We have 6 alpacas coming to our farm next weekend and I have a couple questions about fencing for them. We have 2 fenced areas- a small yard- just over 100 ft by 40 ft- that is fenced with woven wire/goat fencing. And then we have about an acre pasture fenced with 5 strands of electric wire. I have read mixed feeling about the electric.....I would much prefer them in this yard- with our does/kids, as there is more forage and more room. Our 2 wethers and our buck are in the other small yard at the moment. I have read that the electric doesn't zap them because of their fleece and that they might get tangled in it.
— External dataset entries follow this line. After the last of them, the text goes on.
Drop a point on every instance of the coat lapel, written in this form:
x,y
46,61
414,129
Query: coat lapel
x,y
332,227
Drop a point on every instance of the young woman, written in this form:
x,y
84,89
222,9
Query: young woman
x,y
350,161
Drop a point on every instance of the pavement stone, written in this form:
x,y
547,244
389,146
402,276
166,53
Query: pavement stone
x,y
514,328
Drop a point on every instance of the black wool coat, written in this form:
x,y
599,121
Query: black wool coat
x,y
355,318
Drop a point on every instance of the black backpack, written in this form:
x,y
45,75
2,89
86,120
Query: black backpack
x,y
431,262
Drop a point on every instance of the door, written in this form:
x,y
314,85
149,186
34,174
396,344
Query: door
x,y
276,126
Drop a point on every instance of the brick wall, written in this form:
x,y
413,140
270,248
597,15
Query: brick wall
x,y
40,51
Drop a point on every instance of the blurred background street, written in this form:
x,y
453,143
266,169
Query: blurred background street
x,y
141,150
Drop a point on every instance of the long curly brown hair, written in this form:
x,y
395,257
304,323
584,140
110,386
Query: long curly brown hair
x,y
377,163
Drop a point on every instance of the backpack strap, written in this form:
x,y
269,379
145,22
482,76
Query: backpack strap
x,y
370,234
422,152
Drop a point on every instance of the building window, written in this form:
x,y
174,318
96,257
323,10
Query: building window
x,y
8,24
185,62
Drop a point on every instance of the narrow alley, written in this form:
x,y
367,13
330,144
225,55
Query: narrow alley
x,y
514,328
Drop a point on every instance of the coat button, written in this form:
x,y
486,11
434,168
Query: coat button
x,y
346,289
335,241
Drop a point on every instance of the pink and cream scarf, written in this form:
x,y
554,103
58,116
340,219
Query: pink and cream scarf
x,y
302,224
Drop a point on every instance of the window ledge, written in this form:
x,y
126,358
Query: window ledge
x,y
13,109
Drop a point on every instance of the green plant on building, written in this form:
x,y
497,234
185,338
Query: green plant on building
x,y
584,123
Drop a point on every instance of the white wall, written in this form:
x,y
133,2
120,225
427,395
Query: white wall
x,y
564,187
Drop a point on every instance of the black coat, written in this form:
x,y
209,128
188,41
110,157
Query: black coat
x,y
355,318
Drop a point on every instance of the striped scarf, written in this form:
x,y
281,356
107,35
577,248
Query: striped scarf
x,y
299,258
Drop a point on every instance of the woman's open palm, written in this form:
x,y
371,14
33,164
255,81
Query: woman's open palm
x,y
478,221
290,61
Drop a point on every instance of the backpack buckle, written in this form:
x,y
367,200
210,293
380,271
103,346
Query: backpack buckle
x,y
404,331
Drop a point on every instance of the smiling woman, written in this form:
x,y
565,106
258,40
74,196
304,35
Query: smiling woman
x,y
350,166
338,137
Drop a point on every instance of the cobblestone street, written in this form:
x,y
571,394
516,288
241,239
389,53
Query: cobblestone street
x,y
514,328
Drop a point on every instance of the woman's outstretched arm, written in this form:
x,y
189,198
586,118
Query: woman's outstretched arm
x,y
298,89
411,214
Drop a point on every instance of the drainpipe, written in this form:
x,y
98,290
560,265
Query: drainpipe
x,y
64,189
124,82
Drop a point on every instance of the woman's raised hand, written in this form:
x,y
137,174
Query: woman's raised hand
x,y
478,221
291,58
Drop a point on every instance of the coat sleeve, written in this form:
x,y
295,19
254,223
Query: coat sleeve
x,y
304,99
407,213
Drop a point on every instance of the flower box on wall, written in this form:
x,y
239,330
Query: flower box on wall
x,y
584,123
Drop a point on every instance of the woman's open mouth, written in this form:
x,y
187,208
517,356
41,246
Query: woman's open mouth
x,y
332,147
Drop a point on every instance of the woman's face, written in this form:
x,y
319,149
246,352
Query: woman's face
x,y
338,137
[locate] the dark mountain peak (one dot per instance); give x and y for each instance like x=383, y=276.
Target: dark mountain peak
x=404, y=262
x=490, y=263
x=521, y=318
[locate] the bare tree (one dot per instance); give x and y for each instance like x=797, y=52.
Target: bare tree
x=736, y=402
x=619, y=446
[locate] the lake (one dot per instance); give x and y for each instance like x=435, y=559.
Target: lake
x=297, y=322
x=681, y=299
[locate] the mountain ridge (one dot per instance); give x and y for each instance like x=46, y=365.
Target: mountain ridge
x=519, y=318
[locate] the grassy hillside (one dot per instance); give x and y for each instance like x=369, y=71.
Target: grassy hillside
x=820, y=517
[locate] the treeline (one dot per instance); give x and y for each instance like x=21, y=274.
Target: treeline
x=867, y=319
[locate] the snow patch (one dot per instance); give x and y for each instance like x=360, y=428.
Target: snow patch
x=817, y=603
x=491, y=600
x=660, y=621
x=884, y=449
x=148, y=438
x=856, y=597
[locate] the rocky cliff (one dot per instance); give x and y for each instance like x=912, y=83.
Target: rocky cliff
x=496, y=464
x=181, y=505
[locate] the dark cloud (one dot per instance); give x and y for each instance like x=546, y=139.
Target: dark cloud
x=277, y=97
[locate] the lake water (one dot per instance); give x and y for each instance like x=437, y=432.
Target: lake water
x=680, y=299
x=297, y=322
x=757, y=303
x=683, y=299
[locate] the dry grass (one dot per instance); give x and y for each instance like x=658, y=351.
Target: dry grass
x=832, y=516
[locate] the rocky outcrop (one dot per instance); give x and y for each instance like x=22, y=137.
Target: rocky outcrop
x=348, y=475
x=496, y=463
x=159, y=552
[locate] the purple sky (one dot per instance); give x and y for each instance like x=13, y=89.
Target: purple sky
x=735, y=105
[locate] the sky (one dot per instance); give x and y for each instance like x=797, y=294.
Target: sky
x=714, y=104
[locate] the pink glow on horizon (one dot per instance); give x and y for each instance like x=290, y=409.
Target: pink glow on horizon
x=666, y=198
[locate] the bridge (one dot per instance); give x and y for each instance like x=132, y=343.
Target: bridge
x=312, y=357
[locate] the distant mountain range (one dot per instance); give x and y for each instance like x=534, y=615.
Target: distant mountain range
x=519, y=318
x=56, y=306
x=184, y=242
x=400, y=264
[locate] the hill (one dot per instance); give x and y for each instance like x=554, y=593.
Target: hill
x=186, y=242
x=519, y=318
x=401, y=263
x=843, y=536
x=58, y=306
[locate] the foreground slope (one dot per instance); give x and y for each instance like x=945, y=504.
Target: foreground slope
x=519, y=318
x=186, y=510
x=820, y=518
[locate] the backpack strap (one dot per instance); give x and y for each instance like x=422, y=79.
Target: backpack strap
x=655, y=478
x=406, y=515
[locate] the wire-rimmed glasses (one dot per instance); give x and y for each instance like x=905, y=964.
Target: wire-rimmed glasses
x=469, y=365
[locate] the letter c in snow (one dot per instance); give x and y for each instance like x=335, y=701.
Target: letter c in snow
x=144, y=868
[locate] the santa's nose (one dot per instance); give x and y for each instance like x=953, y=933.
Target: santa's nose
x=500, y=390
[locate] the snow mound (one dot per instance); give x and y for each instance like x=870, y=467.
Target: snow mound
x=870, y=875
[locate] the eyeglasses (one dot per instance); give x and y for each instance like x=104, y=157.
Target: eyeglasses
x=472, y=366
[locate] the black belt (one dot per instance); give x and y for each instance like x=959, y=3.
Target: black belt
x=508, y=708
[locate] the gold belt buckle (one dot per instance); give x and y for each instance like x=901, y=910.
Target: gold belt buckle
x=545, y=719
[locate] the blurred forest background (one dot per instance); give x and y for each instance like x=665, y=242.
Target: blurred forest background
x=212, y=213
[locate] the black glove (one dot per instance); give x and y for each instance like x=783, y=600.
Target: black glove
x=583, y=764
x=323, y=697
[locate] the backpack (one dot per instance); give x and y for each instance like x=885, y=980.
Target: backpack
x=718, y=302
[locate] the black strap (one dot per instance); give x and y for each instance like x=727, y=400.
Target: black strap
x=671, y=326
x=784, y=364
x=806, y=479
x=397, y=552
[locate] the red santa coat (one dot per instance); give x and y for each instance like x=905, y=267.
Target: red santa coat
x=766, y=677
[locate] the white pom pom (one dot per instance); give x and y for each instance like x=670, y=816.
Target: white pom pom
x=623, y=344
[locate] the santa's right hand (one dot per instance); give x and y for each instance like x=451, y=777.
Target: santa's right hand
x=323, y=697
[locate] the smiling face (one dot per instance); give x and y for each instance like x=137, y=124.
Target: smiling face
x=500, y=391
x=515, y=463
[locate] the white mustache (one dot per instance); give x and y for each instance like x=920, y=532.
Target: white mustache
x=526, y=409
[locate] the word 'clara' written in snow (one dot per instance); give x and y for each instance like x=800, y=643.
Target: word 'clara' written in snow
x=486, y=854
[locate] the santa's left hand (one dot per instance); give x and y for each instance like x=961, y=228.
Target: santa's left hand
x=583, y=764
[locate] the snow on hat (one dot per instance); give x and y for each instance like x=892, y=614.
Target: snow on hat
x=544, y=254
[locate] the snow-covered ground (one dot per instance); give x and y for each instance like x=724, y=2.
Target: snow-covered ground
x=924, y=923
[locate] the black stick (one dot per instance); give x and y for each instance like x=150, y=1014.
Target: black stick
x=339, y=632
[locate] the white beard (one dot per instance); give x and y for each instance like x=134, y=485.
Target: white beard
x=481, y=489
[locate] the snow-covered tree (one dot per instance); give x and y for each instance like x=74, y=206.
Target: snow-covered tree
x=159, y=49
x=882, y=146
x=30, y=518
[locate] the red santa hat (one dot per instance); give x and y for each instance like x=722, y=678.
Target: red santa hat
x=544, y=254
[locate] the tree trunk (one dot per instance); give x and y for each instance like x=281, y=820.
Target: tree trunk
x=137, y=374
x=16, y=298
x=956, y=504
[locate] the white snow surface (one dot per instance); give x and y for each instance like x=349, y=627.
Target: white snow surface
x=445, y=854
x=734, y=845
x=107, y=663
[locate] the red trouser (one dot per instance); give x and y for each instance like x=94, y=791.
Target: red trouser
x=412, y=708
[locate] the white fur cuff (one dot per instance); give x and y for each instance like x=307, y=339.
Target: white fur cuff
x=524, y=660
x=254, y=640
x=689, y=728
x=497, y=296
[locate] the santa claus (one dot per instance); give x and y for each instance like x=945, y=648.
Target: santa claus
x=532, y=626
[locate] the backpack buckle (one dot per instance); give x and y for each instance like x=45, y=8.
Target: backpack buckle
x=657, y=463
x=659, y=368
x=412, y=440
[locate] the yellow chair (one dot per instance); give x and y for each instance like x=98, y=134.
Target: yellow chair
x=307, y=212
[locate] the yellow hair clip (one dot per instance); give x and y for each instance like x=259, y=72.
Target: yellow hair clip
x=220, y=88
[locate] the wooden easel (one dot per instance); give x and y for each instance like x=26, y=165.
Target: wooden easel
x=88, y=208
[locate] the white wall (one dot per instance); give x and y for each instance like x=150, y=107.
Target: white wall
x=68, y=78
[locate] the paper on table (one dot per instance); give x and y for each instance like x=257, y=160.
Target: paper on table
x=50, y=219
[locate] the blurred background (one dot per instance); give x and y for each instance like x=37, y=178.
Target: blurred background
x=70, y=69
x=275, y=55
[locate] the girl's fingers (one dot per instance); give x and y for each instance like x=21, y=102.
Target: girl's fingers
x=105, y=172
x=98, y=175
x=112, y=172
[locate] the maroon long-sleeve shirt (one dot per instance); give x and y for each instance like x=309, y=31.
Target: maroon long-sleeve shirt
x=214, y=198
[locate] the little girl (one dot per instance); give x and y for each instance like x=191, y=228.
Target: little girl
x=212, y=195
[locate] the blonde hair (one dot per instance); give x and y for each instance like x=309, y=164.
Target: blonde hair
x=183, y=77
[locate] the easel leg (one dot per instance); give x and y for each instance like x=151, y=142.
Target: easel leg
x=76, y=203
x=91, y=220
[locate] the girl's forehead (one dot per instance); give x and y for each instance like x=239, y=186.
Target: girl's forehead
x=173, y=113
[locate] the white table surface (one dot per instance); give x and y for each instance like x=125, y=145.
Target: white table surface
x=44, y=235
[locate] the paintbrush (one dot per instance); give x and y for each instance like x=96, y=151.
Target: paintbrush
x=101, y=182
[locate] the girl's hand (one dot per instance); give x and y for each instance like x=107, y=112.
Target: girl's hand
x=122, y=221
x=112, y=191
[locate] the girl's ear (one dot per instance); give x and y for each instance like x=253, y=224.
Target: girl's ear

But I have also seen a lot of alpaca farms (websites) stating that a 5-wire electric is what they use....since it keeps a lot of predators out. 

Can anyone give me some opinions on this subject? If it would endanger them to be in the larger area we won't, but I think they would be happier there....

TIA
Sarah


----------



## purplequeenvt (Mar 26, 2012)

Unless you have extremely stupid alpacas, a 5-strand electric fence will work fine. We kept our llamas in a 5-strand fence that was saggy and wouldn't hold a very strong charge.


----------



## AdoptAPitBull (Mar 26, 2012)

I brought all of my 7 camelids home to electric fence, even though none had been in it before. The only issue we had was that once the largest alpaca was running away from another alpaca and ran straight into the fence. I think he just didn't see it. We have 2 sections of fence, and he ran into the section with the thinner 18ga wire. Thankfully, it did not break! The new area with the 14ga wire only has 4 strands and they don't seem to care. They see that it is there, and don't test it. A few times they've been whacked by it from nibbling on the weeds, which is good. They now know that not only is it a fence, but this fence bites! I find that the llamas are even better with it than the alpacas, though we've never had an escape or even an attempt for either.

What people need to understand about camelids is that they do not test the fence. They respect it. Chances are they will never feel the "bite" through their fiber unless they touch it with their nose, but that doesn't matter. They see it as a barrier and they don't try to test it.

Just make sure that there's nothing outside the fence that you have to worry about...coyotes, dogs, etc. That's the only real concern with hot wire; it won't keep bad things out! By the time a dog or coyote feels the "bite", chances are he's already in the fence. You can put up some woven wire outside the hot wire if you wish.

The only reason I'd suggest them not being in with the goat kids is that they may accidentally step on a kid. I have my llama guardian in with the kids and he's phenomenal. A kid was searching under his tail for his udder yesterday. He didn't care. She looked so disappointed when she came out of there lol. Alpacas are a bit more flighty and can get scared easily by a running little critter.

Good luck!


----------



## ksalvagno (Mar 26, 2012)

Most of the time alpacas don't challenge a fence but once in a while they do. If any of those alpacas you are getting are intact, the intact males may challenge the fence. I had always kept my alpacas in with woven wire but it really was more to keep predators out than alpacas in. You could try them in the electric and see how it works out.


----------